Posted 2005-September-07, 15:04

Here's my understanding of the debate.

We would like to design a good hand evaluation measure.

The idea of such a measure is that you can look at your hand and compute some number. Your partner looks at his hand and computes some number. By combining these two numbers together, without any other information about the hands, we can decide whether we have game, whether we have slam, and so forth with a reasonable degree of accuracy.

Why do we want a hand evaluation measure?

The goal in bridge is to find your best contract. The problem is, you don't have enough bidding space to exactly describe every card to partner. Since I can't just lay my hand on the table and let partner pick a contract, I need to select a (relatively small) amount of data to communicate such that partner can do a reasonably good job.

Isn't this business about computing numbers an oversimplification?

Yes, obviously so. But people have historically used it as a starting point at the table.
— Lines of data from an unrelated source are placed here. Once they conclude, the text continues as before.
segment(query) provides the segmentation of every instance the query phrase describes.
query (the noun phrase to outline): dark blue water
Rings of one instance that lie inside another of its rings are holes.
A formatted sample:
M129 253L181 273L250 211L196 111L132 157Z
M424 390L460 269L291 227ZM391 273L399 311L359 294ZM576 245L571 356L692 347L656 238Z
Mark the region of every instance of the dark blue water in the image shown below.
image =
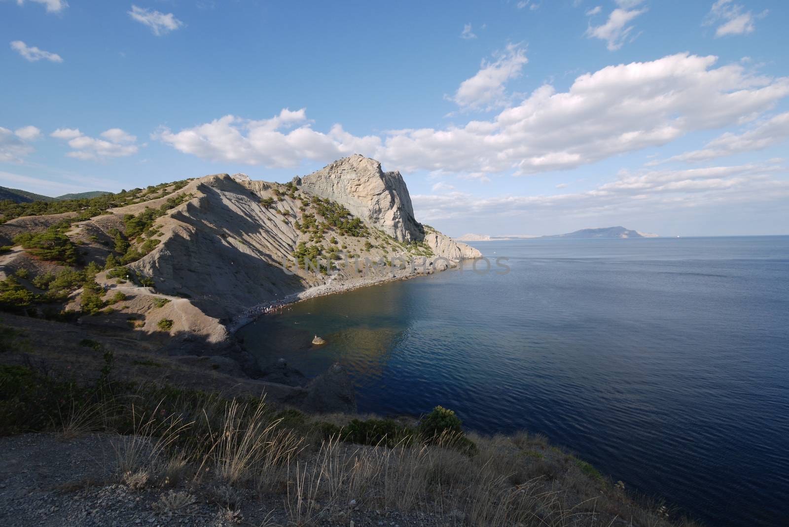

The first attempt at a hand evaluation system (that I know of) is the milton work point count (4-3-2-1, familiar to most of us) with 26 being enough for game. Once we agree on a basic system, we can start worrying about how to adjust the evaluation when some additional information about length of suits has been communicated as well.

So what's the debate about?

Zar has designed a method of hand evaluation which he believes to be good. This method counts as follows:

Start with your standard 4-3-2-1 point count. Add two points for each ace and one for each king (controls). Now add the sum of the lengths of your two longest suits. Now add the difference of your longest suit length and shortest suit length. This gives you the "number" described above.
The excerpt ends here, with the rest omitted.